Background: The incidence of fracture distal end of the radius is increasing with increasing life expectancy along with osteoporosis. Open reduction and volar plating has the biomechanical advantage of load bearing and buttressing function. Proposed advantages of pronator quadratus repair during volar plating of distal radius are the restoration of pronation strength, protection of flexor tendons from attrition or rupture and stabilization of the distal radio-ulnar joint whereas a tight repair may lead to the risk of ischemic contracture resulting into limited wrist pronation and supination. We aim to study the effects of pronator quadratus repair during volar plate fixation of distal radius fracture. Methods: Traumatic extra-articular isolated closed, Gustilo grade I and II fracture of distal end radius with/without fracture ulna of adults presenting within 1 week were subjected to either repair or no repair group of pronator quadratus during volar plating of distal radius.

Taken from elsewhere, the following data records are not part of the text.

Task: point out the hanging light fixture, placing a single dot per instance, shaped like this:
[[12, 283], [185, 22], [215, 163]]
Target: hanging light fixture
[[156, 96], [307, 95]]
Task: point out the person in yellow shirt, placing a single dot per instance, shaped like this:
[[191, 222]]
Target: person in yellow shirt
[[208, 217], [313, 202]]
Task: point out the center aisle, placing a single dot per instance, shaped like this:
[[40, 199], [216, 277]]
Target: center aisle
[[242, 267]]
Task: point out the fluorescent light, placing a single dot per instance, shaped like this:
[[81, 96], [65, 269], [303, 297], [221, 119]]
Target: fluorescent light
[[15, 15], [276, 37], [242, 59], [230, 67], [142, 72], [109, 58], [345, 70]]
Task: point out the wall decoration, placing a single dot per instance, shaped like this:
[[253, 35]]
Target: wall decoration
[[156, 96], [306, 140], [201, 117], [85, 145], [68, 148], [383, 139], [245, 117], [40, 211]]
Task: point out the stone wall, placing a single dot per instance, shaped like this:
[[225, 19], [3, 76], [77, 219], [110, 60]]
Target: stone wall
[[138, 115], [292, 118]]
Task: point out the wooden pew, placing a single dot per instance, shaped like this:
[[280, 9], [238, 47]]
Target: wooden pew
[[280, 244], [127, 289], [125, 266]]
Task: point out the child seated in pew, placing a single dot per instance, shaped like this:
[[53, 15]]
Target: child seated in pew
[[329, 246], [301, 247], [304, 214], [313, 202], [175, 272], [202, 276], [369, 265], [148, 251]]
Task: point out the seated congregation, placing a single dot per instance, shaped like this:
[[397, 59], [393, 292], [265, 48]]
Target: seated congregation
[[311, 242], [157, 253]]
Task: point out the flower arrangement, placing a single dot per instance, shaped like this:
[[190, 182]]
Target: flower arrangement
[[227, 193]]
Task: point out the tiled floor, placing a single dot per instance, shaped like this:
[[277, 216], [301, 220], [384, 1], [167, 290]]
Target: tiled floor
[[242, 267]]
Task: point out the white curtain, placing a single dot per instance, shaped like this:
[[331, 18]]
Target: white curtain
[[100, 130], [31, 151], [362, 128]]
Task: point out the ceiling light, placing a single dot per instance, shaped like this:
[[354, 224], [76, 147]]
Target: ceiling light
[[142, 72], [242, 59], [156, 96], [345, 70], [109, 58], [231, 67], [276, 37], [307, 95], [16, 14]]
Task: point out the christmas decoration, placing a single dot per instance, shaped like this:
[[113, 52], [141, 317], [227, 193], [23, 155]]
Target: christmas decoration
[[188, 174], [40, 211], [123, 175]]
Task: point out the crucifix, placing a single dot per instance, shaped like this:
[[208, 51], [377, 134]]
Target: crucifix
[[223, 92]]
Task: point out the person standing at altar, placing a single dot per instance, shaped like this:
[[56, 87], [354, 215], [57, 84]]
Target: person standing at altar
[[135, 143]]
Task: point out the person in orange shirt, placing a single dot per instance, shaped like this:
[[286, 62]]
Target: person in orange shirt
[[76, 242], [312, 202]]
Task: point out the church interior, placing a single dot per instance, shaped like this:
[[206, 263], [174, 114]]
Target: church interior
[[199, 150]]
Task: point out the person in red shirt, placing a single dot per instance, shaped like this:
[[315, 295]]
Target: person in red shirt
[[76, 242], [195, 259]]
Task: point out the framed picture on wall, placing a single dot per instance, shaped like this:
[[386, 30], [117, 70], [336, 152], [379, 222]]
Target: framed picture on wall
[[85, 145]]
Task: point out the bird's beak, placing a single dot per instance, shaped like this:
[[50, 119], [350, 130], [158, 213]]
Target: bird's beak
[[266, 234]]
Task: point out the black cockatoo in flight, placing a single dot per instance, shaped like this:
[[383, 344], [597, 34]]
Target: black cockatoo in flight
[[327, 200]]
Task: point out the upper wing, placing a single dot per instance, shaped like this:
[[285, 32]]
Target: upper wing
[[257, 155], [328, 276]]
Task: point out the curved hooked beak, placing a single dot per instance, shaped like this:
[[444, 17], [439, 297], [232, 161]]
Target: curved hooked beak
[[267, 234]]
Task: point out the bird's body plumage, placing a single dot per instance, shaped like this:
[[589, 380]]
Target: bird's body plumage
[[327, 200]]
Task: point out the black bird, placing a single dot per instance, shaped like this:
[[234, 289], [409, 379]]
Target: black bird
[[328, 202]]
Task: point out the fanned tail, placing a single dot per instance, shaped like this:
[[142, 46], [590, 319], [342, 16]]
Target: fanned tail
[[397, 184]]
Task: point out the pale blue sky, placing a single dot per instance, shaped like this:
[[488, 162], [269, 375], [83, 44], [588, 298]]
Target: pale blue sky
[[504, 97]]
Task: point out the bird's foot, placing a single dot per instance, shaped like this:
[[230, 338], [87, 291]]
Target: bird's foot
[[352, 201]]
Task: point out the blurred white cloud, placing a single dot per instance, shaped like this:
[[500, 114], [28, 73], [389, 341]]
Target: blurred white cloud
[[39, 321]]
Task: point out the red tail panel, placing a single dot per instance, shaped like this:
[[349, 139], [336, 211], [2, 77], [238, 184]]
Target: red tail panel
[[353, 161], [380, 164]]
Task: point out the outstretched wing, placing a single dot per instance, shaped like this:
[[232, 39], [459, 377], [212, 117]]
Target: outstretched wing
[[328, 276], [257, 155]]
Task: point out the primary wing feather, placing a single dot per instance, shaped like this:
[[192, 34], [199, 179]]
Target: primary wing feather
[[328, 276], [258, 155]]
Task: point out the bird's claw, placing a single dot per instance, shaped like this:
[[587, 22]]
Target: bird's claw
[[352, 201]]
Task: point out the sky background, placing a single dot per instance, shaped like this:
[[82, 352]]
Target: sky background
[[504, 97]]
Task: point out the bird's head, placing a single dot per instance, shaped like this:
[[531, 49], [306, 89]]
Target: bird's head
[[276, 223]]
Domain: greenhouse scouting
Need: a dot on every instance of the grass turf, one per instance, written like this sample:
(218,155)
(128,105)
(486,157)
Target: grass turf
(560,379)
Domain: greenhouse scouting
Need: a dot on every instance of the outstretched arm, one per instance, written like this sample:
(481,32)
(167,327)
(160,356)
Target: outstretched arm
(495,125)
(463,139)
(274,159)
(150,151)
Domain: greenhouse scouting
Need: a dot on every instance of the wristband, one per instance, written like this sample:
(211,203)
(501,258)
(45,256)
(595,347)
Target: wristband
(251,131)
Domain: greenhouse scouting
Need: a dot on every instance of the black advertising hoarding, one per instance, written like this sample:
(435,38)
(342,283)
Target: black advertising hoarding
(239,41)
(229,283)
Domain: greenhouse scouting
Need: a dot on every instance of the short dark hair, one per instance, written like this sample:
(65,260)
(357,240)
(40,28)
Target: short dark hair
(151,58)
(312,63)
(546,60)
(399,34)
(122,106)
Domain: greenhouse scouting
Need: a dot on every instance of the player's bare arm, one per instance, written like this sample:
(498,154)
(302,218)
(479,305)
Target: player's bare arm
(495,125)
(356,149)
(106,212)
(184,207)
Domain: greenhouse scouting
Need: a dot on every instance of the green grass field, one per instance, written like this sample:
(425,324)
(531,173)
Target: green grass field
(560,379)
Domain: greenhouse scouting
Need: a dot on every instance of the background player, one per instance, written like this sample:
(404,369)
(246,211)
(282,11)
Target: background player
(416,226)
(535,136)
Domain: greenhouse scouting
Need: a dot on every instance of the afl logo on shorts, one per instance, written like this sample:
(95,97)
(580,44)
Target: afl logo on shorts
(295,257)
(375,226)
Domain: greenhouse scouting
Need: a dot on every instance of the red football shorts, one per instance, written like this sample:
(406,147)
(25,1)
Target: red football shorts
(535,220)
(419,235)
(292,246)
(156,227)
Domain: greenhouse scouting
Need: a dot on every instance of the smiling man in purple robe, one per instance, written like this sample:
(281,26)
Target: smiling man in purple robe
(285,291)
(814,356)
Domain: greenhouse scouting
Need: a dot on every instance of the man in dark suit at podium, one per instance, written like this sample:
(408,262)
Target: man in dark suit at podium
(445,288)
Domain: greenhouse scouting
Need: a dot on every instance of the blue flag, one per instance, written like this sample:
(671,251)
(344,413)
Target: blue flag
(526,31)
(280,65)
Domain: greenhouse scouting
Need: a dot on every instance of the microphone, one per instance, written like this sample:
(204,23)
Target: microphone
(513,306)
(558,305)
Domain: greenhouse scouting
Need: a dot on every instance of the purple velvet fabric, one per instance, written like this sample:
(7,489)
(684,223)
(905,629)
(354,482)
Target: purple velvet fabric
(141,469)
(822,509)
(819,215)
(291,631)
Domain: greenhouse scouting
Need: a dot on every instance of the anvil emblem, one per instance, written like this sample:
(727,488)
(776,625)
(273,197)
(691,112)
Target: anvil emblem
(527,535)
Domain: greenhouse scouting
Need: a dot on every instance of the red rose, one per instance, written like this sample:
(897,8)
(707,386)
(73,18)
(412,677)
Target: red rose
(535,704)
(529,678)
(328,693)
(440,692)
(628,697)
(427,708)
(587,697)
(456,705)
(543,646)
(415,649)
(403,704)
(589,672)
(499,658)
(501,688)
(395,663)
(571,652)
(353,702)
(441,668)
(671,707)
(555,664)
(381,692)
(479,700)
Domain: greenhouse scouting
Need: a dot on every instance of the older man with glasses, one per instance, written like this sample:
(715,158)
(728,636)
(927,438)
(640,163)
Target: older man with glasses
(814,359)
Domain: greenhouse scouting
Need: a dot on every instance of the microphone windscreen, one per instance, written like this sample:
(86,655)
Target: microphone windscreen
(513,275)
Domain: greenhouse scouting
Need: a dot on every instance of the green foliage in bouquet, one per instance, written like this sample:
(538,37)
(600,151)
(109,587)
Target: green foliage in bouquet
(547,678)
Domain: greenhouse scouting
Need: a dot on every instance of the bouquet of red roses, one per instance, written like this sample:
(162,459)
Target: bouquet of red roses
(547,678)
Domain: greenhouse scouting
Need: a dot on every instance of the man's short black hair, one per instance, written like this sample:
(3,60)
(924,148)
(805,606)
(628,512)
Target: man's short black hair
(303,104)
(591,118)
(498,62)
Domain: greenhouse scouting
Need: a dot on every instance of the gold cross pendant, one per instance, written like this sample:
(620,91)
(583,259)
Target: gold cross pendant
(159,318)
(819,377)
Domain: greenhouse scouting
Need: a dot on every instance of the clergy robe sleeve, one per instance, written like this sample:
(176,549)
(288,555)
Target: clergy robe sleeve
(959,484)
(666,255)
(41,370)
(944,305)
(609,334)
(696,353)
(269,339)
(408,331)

They were operated by the same standard approach, subjected to same physiotherapy protocol and followed up regularly for at least one year post-operatively for outcome assessment. Result: The cohort of patients in non-repair group (n = 19, mean age: 27.68 ± 8.38 years) and repair group (n = 13, mean age: 32.00 ± 15.58 years) have similar demographic and fracture characteristics. At 1 year, they had no significant difference in overall pain by visual analogue score (p = 0.989), functional outcome by disabilities of arm, shoulder and hand score (p = 0.178) and wrist range of motion (p > 0.05). Conclusion: We conclude that there is no added advantage of pronator quadratus muscle repair during volar plating of distal radius. The functional outcome, overall pain and range of motion of wrist were not significantly different between them.